Assuming the 90 days horizon Stryker is expected to generate 1.25 times less return on investment than Align Technology. But when comparing it to its historical volatility, Stryker is 1.28 times less risky than Align Technology. It trades about 0.35 of its potential returns per unit of risk. Align Technology is currently generating about 0.34 of returns per unit of risk over similar time horizon. If you would invest  20,190  in Align Technology on October 26, 2024 and sell it today you would earn a total of  2,040  from holding Align Technology or generate 10.1% return on investment over 90 days.
Time Period3 Months [change]
DirectionMoves Together 
StrengthSignificant
Accuracy100.0%
ValuesDaily Returns

Stryker  vs.  Align Technology

 Performance 
       Timeline  
Stryker 

Risk-Adjusted Performance

12 of 100

 
Weak
 
Strong
Good
Compared to the overall equity markets, risk-adjusted returns on investments in Stryker are ranked lower than 12 (%) of all global equities and portfolios over the last 90 days. Despite nearly unsteady basic indicators, Stryker reported solid returns over the last few months and may actually be approaching a breakup point.
Align Technology 

Risk-Adjusted Performance

8 of 100

 
Weak
 
Strong
OK
Compared to the overall equity markets, risk-adjusted returns on investments in Align Technology are ranked lower than 8 (%) of all global equities and portfolios over the last 90 days. Despite nearly fragile basic indicators, Align Technology may actually be approaching a critical reversion point that can send shares even higher in February 2025.

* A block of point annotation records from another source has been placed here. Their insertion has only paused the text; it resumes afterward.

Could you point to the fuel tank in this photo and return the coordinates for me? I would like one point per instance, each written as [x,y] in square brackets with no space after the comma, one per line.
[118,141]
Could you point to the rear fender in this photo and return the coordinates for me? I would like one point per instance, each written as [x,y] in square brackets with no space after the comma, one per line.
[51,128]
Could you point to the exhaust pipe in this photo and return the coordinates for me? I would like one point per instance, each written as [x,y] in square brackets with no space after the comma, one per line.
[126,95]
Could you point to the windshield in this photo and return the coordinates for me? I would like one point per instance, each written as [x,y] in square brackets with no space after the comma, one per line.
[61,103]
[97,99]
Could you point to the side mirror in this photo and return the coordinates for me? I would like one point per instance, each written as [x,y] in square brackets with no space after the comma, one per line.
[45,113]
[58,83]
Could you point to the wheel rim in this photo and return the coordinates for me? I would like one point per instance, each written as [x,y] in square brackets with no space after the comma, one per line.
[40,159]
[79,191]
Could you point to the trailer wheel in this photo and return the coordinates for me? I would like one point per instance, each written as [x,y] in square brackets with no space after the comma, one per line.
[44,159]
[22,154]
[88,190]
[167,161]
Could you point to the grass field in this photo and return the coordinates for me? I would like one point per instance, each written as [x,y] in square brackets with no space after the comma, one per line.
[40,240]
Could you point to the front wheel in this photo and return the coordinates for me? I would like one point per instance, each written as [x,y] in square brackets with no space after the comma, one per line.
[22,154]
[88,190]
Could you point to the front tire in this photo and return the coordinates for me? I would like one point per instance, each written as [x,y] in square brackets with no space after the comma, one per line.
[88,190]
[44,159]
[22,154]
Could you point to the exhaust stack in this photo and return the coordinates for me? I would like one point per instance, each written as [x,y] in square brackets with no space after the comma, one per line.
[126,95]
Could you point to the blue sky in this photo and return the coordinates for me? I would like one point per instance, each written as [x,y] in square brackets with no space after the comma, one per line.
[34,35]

Stryker and Align Technology Volatility Contrast

   Predicted Return Density   
       Returns  

Pair Trading with Stryker and Align Technology

The main advantage of trading using opposite Stryker and Align Technology positions is that it hedges away some unsystematic risk. Because of two separate transactions, even if Stryker position performs unexpectedly, Align Technology can make up some of the losses. Pair trading also minimizes risk from directional movements in the market. For example, if an entire industry or sector drops because of unexpected headlines, the short position in Align Technology will offset losses from the drop in Align Technology's long position.
The idea behind Stryker and Align Technology pairs trading is to make the combined position market-neutral, meaning the overall market's direction will not affect its win or loss (or potential downside or upside). This can be achieved by designing a pairs trade with two highly correlated stocks or equities that operate in a similar space or sector, making it possible to obtain profits through simple and relatively low-risk investment.
Check out your portfolio center.
Note that this page's information should be used as a complementary analysis to find the right mix of equity instruments to add to your existing portfolios or create a brand new portfolio. You can also try the Aroon Oscillator module to analyze current equity momentum using Aroon Oscillator and other momentum ratios.